Wayne said he noticed that the display had suddenly vanished from Cornell’s Kroch Library a few weeks ago. He asked librarians what happened and was told the bust and plaque were removed after someone had lodged a complaint. Wayne said he was given no further details. 

The Koch Library is the site of Cornell’s Division of Rare and Manuscript Collections.

A member of Cornell’s communications team told Fox that the display was a “temporary exhibit.” 

“President Lincoln’s bust was part of a temporary exhibit on the 150th anniversary of the Gettysburg Address. The bust was on display in the Rare and Manuscript Collections from 2013 to 2021,” Rebecca Valli, director of media relations at Cornell University, told Fox.

“Cornell proudly possesses one of five known copies of the Gettysburg Address in Lincoln’s hand. The original is safely sequestered, with a digital facsimile on permanent display. Additionally, five electronic Lincoln exhibitions are available for 24/7 viewing online,” she added. 

Valli declined to respond to Fox’s request for comment on whether the display was taken down in response to a complaint. 

Wayne reached out to Cornell’s President Martha Pollack on June 23 to ask if she could explain why the display had been removed, according to email correspondence reviewed by Fox. Pollack did not respond, but five days later, a staff member from her office replied to the query, advising Wayne that “President Pollack isn’t typically made aware of changes with exhibitions in the library, which I believe are decided upon by library staff.”

Wayne told Fox that he believes no one “has the whole story at this time” about the removal of the display but stressed how important the Gettysburg Address is to him and his students. 

“When I take my students to RMC each semester, I have one of them read the original in Lincoln’s hand. I am in tears each time I hear a student read those words,” Wayne said. 

“The Gettysburg Address is an incredible speech,” he noted in comments to the College Fix. “We have a handwritten copy in Lincoln’s hand. It is known as the Bancroft Copy. It comes with an envelope signed by Lincoln (using his franking privilege), and a letter to Bancroft, thanking him for requesting a copy of the address to put in a book to be sold for charity.”

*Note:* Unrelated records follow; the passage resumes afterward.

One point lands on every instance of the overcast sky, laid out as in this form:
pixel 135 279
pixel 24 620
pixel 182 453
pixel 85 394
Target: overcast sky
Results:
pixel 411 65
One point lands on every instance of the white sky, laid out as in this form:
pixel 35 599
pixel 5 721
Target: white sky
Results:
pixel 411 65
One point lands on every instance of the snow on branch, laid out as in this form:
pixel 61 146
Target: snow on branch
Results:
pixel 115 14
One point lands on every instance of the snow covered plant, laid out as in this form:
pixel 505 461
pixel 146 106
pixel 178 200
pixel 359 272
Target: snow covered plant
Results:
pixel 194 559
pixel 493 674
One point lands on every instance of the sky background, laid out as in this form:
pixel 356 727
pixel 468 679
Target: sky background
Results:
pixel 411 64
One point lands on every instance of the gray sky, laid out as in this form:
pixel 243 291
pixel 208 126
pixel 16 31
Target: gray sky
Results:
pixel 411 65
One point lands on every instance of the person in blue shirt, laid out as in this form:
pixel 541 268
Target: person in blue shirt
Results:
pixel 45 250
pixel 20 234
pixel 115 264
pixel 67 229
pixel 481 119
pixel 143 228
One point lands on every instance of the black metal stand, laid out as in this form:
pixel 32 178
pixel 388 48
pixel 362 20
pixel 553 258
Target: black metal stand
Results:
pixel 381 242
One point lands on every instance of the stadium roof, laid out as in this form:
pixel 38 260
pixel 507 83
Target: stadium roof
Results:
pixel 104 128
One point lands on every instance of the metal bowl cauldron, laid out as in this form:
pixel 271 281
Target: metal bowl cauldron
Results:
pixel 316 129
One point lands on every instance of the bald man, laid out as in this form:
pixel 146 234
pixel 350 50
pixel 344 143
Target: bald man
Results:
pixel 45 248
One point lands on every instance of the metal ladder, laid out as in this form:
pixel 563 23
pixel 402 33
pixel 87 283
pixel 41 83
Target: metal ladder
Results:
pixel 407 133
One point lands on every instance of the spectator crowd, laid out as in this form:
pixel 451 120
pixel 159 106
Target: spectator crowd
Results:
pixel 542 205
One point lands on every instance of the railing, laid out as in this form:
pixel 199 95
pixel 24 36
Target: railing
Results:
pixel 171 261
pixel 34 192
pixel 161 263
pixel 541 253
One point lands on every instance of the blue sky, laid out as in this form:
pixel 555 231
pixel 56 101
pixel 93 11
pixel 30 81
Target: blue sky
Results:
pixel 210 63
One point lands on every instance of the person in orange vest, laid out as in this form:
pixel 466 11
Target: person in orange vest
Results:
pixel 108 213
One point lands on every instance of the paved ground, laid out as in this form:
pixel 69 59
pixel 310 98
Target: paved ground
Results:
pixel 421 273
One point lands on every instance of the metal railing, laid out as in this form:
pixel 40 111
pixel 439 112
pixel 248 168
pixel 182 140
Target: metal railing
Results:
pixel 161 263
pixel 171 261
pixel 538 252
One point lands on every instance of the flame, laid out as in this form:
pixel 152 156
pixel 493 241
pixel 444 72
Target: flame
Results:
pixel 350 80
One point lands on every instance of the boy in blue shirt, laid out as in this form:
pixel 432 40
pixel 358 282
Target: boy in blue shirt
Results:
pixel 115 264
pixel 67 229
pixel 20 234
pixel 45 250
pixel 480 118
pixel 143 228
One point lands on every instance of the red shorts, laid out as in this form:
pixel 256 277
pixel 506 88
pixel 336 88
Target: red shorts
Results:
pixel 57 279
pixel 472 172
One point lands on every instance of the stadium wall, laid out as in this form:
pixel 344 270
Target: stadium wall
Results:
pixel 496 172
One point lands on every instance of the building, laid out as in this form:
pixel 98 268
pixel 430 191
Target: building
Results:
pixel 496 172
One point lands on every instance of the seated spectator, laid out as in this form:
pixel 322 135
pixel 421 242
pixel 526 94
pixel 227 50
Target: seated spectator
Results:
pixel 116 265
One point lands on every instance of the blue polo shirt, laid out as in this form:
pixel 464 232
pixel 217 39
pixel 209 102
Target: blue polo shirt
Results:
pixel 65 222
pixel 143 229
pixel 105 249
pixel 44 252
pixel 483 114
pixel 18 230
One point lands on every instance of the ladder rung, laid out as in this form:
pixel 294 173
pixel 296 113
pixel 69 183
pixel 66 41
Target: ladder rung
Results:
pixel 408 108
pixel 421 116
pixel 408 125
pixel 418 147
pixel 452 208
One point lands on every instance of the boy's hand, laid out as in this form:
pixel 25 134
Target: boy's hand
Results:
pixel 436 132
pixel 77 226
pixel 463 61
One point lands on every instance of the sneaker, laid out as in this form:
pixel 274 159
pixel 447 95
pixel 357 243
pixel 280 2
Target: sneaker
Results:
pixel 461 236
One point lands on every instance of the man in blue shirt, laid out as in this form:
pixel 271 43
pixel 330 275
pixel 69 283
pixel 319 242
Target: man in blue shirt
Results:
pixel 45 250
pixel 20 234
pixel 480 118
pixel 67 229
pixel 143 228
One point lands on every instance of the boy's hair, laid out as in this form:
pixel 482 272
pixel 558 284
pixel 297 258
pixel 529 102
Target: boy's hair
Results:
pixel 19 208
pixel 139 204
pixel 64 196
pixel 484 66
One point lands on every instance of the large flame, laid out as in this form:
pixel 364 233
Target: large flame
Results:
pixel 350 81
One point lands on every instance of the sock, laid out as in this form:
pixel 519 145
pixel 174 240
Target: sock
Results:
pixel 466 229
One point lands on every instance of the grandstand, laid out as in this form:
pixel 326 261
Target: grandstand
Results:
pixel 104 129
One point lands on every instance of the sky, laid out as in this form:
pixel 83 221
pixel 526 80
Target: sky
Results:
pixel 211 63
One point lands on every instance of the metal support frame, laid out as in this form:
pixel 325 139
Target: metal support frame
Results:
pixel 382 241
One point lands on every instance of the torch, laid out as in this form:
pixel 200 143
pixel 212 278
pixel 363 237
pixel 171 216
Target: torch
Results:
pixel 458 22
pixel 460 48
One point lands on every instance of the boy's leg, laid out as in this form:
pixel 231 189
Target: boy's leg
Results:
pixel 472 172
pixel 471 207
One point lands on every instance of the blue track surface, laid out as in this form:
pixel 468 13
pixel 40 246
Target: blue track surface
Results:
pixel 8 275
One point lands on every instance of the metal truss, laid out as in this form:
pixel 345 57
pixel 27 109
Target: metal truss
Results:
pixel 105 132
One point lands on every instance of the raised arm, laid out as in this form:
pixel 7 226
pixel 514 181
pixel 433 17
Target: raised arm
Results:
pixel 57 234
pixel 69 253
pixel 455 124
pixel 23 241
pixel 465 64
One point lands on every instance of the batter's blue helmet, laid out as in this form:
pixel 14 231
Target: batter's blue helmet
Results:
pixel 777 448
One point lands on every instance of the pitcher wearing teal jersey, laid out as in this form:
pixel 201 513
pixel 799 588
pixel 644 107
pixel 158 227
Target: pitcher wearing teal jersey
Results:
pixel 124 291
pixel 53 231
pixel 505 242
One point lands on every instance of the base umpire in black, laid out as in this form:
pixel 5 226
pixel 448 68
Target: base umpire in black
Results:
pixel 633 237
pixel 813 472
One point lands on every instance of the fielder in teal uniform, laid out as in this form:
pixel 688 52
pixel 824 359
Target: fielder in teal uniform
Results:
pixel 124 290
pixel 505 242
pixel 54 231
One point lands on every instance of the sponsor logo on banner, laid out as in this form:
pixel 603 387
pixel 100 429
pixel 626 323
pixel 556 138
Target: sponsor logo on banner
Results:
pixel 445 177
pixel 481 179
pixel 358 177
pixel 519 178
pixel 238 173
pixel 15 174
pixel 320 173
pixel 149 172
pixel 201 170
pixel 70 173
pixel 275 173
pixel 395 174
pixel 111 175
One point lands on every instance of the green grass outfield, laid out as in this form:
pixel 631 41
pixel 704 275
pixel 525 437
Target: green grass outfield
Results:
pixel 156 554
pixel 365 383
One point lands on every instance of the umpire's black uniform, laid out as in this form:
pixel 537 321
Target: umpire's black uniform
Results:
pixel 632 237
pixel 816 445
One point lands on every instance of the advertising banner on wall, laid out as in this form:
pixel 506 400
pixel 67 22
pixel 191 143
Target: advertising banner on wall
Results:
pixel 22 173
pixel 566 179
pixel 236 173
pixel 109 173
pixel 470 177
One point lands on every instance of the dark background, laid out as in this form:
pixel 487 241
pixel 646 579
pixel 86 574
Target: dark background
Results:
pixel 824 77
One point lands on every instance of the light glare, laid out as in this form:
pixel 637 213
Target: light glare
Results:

Lincoln is among several historic American figures targeted by Antifa and BLM activists following the death of George Floyd in 2020. Activists in Washington, D.C. demanded the removal of a statue of Lincoln freeing a slave, claiming its depiction of the slave in a loincloth, kneeling at Lincoln’s feet was demeaning – despite the fact that emancipated slaves helped fund the statue. A replica of the statue displayed in Boston was successfully removed in 2020 on the same grounds.

Activists and far-left progressives have been vocally aggressive in their claims that America’s history is steeped in systemic racism and oppression, resulting in a cross-country wave of often successful attempts to blot out historic and once-revered figures. Since 2020, activists have succeeded in tearing down plaques and statues, removing the names of former presidents from schools, and altering school curriculum to advance the ideology of America’s inherent racism. 

It is unclear at this time what Cornell has done with the Lincoln bust and the bronzed plaque of his historic Civil War speech. An image provided to Fox by Wayne shows an empty wall and display case in Koch Library where students and faculty could once view and ponder the items once revered as symbols of American liberty, unity, and democracy.